The new funding will nearly $415,000 in funding to the project from the National Research Council of Canada Industrial Research Assistance Program. In addition, Zucara and York University have been awarded a Mitacs Accelerate Postdoctoral Fellowship grant, which will fund the development of a preclinical T2D diabetes model.
Riddell is a founding scientist of Zucara Therapeutics Inc. and is the Chair of their Scientific Advisory Board. He is also a professor in York’s School of Kinesiology and Health Sciences and Muscle Health Research Centre, in the Faculty of Health.
In April 2018, the project received US$3.9-million in funding to advance development to clinical trials; on Sept. 29, Zucara dosed the first subject in its ongoing Phase 1 clinical trial of ZT-01, which is in development for the prevention of insulin-induced hypoglycemia in patients with Type 1 diabetes (T1D). The new funding will allow for the expansion of the development program to include treatment in individuals with Type 2 diabetes.
Riddell oversees the Zucara experiments conducted at York University that test the efficacy of ZT-01, and is investigating how this novel drug candidate helps to prevent hypoglycemia in patients who are continuously taking insulin.
“These grants build on the funding we previously received from GlycoNet to extend the therapeutic potential of ZT-01 to T2D patients,” said Riddell. “We look forward to continuing our efforts to address an unmet need of hypoglycemia prevention in people living with either T1D or T2D.”

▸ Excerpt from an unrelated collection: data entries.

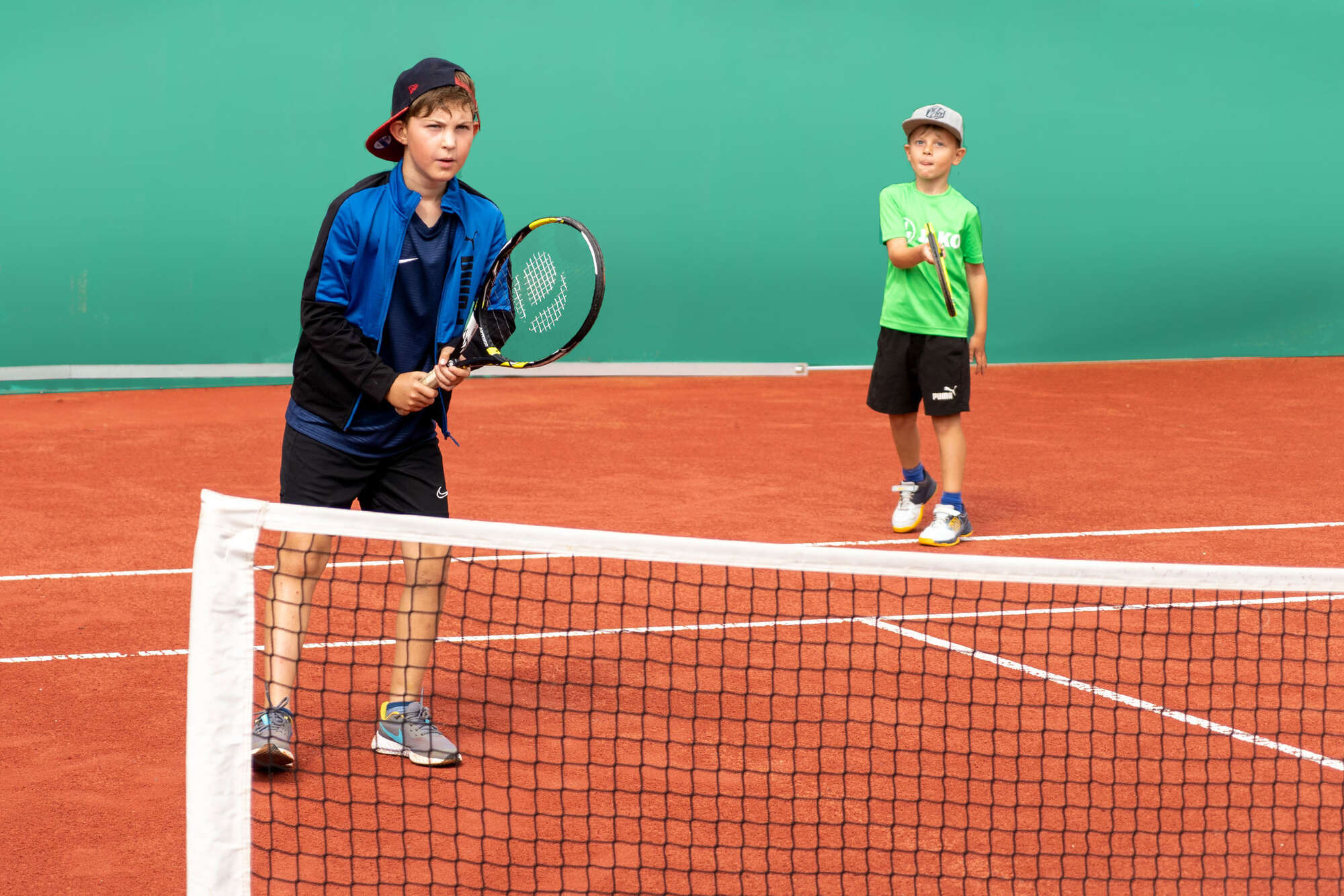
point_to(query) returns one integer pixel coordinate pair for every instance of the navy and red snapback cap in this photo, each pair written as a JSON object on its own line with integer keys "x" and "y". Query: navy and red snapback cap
{"x": 427, "y": 75}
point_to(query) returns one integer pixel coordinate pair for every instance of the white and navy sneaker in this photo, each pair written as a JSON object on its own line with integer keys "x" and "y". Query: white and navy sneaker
{"x": 409, "y": 733}
{"x": 911, "y": 504}
{"x": 274, "y": 738}
{"x": 948, "y": 529}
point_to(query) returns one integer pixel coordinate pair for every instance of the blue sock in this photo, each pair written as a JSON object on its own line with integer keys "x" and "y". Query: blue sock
{"x": 400, "y": 706}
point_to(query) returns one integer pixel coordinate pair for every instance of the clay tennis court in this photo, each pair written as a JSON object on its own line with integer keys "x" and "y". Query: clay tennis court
{"x": 1105, "y": 797}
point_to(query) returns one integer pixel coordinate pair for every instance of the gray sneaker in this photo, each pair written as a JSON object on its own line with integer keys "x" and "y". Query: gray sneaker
{"x": 274, "y": 738}
{"x": 409, "y": 733}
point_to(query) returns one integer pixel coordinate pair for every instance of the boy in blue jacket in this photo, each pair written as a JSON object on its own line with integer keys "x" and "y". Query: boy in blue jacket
{"x": 398, "y": 260}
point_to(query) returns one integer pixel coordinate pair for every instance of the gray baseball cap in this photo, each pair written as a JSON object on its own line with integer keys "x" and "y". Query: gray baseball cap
{"x": 935, "y": 115}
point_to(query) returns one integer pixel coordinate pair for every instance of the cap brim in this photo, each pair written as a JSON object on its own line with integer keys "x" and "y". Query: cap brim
{"x": 382, "y": 144}
{"x": 911, "y": 124}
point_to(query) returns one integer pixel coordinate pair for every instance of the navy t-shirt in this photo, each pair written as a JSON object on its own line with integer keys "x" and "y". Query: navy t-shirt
{"x": 408, "y": 345}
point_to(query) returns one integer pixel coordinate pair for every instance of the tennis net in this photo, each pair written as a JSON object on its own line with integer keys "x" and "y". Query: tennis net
{"x": 655, "y": 715}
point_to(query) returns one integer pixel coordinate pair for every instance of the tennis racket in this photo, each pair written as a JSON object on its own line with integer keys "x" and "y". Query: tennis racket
{"x": 939, "y": 253}
{"x": 540, "y": 300}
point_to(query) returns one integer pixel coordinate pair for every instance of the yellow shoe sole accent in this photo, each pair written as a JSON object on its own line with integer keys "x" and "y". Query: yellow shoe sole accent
{"x": 913, "y": 526}
{"x": 940, "y": 545}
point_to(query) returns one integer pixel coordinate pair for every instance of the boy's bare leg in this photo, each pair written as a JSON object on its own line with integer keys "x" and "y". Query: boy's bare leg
{"x": 417, "y": 619}
{"x": 905, "y": 433}
{"x": 952, "y": 451}
{"x": 299, "y": 564}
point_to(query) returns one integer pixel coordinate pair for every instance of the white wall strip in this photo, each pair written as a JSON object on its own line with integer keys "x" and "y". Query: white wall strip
{"x": 257, "y": 371}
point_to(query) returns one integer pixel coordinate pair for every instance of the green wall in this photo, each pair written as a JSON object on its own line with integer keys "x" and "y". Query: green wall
{"x": 1157, "y": 178}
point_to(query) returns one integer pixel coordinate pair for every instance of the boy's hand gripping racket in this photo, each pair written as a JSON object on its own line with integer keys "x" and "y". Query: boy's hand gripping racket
{"x": 939, "y": 253}
{"x": 541, "y": 298}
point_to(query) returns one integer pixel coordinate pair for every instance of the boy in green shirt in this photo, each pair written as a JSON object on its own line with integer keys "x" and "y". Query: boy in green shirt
{"x": 924, "y": 354}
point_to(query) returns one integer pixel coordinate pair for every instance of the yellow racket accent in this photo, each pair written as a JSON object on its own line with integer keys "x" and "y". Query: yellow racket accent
{"x": 940, "y": 253}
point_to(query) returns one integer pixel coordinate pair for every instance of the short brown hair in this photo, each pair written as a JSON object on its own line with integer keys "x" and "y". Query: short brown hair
{"x": 460, "y": 96}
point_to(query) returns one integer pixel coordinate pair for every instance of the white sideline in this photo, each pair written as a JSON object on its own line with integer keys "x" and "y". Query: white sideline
{"x": 1135, "y": 703}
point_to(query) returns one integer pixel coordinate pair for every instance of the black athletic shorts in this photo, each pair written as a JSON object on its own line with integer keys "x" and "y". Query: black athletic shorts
{"x": 317, "y": 475}
{"x": 913, "y": 367}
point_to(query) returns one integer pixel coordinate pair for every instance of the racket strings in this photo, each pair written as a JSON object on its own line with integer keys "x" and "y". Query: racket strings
{"x": 542, "y": 296}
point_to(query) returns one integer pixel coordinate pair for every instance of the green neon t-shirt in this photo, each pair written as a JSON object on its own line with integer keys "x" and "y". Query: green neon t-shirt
{"x": 912, "y": 300}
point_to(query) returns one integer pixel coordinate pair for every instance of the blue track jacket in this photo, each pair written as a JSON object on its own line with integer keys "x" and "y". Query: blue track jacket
{"x": 350, "y": 284}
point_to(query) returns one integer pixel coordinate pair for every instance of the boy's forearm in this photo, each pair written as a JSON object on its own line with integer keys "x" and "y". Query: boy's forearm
{"x": 979, "y": 287}
{"x": 902, "y": 256}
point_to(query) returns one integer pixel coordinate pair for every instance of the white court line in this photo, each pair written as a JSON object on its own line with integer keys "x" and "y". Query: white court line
{"x": 1038, "y": 537}
{"x": 1237, "y": 734}
{"x": 884, "y": 624}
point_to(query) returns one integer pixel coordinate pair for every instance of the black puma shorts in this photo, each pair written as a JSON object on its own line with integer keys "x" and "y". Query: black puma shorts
{"x": 913, "y": 367}
{"x": 317, "y": 475}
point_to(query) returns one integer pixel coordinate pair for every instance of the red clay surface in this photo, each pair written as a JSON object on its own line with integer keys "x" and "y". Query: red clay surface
{"x": 111, "y": 482}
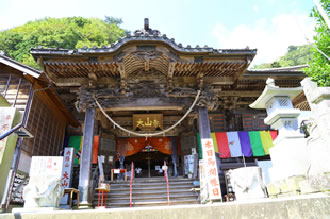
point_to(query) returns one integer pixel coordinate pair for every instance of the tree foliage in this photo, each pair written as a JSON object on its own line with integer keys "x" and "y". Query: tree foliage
{"x": 319, "y": 69}
{"x": 295, "y": 55}
{"x": 67, "y": 33}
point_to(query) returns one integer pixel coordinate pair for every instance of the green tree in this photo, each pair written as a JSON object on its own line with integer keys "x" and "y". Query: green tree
{"x": 295, "y": 55}
{"x": 319, "y": 68}
{"x": 67, "y": 33}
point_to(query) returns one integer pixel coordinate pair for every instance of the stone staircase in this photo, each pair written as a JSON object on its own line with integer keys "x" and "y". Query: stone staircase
{"x": 150, "y": 192}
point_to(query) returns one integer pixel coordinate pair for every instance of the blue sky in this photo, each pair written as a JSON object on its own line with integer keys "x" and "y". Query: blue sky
{"x": 268, "y": 25}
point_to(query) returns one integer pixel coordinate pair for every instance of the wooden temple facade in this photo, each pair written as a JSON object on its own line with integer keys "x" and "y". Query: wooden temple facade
{"x": 146, "y": 73}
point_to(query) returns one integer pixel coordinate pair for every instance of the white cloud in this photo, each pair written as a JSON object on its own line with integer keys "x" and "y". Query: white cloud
{"x": 270, "y": 37}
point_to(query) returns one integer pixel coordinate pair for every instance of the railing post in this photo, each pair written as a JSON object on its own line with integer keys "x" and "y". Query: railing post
{"x": 166, "y": 178}
{"x": 131, "y": 185}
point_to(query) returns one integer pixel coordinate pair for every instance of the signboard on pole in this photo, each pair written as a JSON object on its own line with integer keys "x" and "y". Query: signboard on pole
{"x": 210, "y": 169}
{"x": 67, "y": 172}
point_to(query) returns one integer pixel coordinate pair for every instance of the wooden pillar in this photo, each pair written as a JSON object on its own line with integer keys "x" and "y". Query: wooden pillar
{"x": 85, "y": 181}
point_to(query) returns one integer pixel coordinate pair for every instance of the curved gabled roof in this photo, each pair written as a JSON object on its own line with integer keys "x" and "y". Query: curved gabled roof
{"x": 147, "y": 36}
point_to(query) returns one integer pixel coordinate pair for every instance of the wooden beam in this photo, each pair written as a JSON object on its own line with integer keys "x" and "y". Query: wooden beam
{"x": 219, "y": 80}
{"x": 242, "y": 93}
{"x": 256, "y": 75}
{"x": 143, "y": 108}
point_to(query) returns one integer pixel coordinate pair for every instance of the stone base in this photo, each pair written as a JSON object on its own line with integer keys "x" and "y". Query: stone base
{"x": 289, "y": 158}
{"x": 306, "y": 187}
{"x": 320, "y": 182}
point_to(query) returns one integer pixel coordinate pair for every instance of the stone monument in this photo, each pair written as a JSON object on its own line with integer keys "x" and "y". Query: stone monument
{"x": 247, "y": 183}
{"x": 44, "y": 188}
{"x": 289, "y": 154}
{"x": 318, "y": 143}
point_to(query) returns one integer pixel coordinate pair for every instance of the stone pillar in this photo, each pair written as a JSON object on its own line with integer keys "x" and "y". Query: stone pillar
{"x": 85, "y": 181}
{"x": 318, "y": 143}
{"x": 289, "y": 154}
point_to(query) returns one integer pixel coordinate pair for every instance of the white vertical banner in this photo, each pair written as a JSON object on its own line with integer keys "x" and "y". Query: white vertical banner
{"x": 210, "y": 169}
{"x": 204, "y": 192}
{"x": 67, "y": 172}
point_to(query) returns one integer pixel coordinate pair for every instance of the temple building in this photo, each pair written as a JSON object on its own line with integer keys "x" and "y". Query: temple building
{"x": 147, "y": 99}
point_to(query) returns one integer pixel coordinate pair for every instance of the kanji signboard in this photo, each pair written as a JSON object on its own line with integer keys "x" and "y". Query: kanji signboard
{"x": 67, "y": 171}
{"x": 147, "y": 121}
{"x": 210, "y": 169}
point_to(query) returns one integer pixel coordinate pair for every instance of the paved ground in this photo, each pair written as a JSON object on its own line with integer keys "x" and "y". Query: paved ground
{"x": 312, "y": 206}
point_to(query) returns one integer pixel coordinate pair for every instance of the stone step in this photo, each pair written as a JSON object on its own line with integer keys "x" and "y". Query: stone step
{"x": 118, "y": 189}
{"x": 151, "y": 183}
{"x": 150, "y": 196}
{"x": 144, "y": 192}
{"x": 151, "y": 180}
{"x": 156, "y": 202}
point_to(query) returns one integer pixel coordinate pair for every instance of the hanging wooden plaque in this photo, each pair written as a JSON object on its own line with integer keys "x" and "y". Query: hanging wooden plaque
{"x": 147, "y": 122}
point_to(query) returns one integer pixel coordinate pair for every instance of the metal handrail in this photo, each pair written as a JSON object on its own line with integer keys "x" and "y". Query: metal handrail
{"x": 166, "y": 178}
{"x": 131, "y": 185}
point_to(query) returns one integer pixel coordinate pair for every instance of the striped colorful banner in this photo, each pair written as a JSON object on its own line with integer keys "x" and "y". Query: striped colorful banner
{"x": 237, "y": 144}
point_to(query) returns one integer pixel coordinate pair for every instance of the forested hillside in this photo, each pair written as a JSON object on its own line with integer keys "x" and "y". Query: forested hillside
{"x": 68, "y": 33}
{"x": 295, "y": 55}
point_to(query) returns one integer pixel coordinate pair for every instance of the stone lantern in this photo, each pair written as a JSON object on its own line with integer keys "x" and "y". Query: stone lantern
{"x": 288, "y": 156}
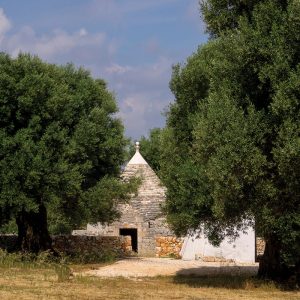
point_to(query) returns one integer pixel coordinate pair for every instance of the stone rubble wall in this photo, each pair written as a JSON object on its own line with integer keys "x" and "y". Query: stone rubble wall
{"x": 168, "y": 246}
{"x": 213, "y": 259}
{"x": 260, "y": 246}
{"x": 80, "y": 244}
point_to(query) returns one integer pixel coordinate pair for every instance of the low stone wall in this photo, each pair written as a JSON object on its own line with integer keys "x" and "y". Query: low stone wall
{"x": 260, "y": 247}
{"x": 213, "y": 259}
{"x": 82, "y": 244}
{"x": 79, "y": 244}
{"x": 168, "y": 246}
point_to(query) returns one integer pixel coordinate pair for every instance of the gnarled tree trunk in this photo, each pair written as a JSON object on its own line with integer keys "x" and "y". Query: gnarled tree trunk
{"x": 33, "y": 235}
{"x": 271, "y": 265}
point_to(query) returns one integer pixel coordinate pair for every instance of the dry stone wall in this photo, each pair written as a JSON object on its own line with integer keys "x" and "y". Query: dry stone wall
{"x": 168, "y": 246}
{"x": 80, "y": 244}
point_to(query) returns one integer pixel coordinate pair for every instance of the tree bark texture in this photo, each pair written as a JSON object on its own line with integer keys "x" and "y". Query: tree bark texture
{"x": 271, "y": 265}
{"x": 33, "y": 235}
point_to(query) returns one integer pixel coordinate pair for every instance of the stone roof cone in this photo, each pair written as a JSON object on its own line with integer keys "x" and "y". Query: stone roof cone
{"x": 151, "y": 193}
{"x": 137, "y": 158}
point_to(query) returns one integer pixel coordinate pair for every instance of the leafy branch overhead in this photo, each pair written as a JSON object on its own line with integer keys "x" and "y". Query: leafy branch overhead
{"x": 61, "y": 149}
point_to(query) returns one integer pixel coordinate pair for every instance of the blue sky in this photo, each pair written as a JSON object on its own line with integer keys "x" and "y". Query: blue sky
{"x": 132, "y": 44}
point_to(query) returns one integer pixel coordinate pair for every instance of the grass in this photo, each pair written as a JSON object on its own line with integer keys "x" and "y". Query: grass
{"x": 21, "y": 278}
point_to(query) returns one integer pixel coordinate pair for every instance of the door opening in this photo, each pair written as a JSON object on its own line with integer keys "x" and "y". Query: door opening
{"x": 133, "y": 233}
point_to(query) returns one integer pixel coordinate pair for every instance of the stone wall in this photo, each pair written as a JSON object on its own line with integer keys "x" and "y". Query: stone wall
{"x": 260, "y": 247}
{"x": 80, "y": 244}
{"x": 168, "y": 246}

Hypoglycemia is a major barrier to safe and effective treatment with insulin in T1D and T2D, and is a common side effect of insulin therapy, as well as aerobic forms of exercise such as walking, cycling and jogging. Dangerously low blood glucose can lead to unconsciousness or even death, and is a frequent challenge for people with insulin-dependent diabetes. Current methods of treating episodes of hypoglycemia include ingesting fast-acting carbohydrates or, in emergency situations, using injections of exogenous glucagon.
“We are grateful for NRC-IRAP’s renewed support and are delighted to receive this Mitacs Award, both of which will enable the development of ZT-01 for T2D,” said Dr. Richard Liggins, Zucara’s chief scientific officer. “The expansion of our ZT-01 development program is based on promising results in a preclinical model of T2D and represents the potential to benefit a substantially larger population. We look forward to working with York University to advance this preclinical T2D model to enable future clinical development.”